Pensó Carlota en ir a buscar el amparo y protección de su hermano; pero el temor de que se irritaría y la recibiría mal, y su misma vergüenza, la tenían indecisa en el partido que debería tomar en tan deplorable suerte. Bernardo procuraba consolarla y calmar la continua agitación de su espíritu, diciéndole que todo cuanto él tenía lo gastaría gustoso con ella; nada era suficiente para minorar su aflicción y remordimiento. Estando todavía sin saber qué resolver murió el niño, y esto aumentó más la confusión y amargura de Carlota. Pero no teniendo ya objeto alguno a que atender, entre avergonzada y despechada determinó irse a Nápoles acompañada de Bernardo y de su criada, si querían seguirla, con ánimo de que nunca supiesen más de ella ni dónde estaba sus hermanos y tía.
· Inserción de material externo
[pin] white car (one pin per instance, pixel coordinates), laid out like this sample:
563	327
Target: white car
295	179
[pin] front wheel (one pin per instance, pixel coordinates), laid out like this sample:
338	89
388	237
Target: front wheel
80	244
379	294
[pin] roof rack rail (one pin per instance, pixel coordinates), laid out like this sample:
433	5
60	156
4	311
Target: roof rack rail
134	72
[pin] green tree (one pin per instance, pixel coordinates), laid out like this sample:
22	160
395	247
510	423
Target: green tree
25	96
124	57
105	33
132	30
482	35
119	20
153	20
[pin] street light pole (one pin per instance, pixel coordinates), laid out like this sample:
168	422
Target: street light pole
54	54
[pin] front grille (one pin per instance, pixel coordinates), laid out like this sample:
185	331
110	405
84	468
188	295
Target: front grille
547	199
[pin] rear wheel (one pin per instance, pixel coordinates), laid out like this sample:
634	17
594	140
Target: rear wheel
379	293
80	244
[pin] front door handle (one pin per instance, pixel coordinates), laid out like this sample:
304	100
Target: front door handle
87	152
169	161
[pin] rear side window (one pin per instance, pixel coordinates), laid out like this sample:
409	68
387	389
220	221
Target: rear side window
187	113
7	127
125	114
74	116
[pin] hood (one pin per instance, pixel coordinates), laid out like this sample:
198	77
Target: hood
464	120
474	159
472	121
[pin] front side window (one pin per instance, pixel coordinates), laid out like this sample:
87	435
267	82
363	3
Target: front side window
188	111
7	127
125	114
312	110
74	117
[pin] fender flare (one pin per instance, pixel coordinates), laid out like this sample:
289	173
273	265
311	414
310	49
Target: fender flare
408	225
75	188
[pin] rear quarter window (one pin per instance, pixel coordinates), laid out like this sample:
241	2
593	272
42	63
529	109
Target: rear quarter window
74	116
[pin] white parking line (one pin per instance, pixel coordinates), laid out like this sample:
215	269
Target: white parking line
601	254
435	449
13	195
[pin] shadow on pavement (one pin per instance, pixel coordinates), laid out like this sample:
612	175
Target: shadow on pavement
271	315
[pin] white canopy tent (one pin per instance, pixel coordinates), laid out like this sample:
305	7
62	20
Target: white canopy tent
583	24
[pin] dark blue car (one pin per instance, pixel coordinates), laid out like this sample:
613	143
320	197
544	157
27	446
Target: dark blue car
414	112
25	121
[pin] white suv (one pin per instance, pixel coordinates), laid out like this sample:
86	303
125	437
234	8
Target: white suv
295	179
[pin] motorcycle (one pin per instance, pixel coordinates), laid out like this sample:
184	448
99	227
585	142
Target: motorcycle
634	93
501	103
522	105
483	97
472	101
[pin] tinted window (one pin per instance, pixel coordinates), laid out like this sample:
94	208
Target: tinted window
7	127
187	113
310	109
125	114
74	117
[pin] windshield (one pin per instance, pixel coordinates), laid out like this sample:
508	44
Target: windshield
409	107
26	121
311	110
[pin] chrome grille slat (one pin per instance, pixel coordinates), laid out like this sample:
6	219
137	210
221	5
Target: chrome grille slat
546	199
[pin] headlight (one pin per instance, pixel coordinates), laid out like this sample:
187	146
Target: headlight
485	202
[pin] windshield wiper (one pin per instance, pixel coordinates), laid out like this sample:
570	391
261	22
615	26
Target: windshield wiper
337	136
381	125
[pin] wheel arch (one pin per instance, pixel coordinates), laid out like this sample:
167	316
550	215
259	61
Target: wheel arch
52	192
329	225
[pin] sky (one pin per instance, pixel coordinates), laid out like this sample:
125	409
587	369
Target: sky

Llamó a los dos, les comunicó su resolución y ambos ofrecieron acompañarla hasta perder la vida; la criada, por amor que tenía a su señorita, y Bernardo porque, aunque malo, le daba compasión haber sido causa de la desgracia de su ama, y el instrumento de su ruina. Inmediatamente enviaron a su aldea a la nodriza, dándole un buen regalo, y los tres se encaminaron a Nápoles. Luego que llegaron a aquella ciudad, se mudó Carlota el nombre y apellido, tomaron una casa, y como era aficionada a la música hizo buscar un maestro bueno que le continuase las lecciones. Tenía una voz admirable, mucho ingenio y bastantes principios con lo cual hacía los más rápidos progresos en la música y en el canto. Así pasaron unos tres o cuatro meses, manteniéndose con el dinero de Bernardo; pero como éste era muy apegado al interés y se gastaba bastante, considerando que dentro de algún tiempo no tendrían con qué vivir hizo presente a Carlota que era necesario buscar algún modo de vida, porque de lo contrario se expondrían a tener que pedir una limosna. Oyendo Carlota estas expresiones a su criado Bernardo se contristó en extremo, y temiendo verse constituida en la miseria y recordándose de todos sus infortunios y adversidades, estuvo algunos días tan triste y melancólica que no cesaba de llorar.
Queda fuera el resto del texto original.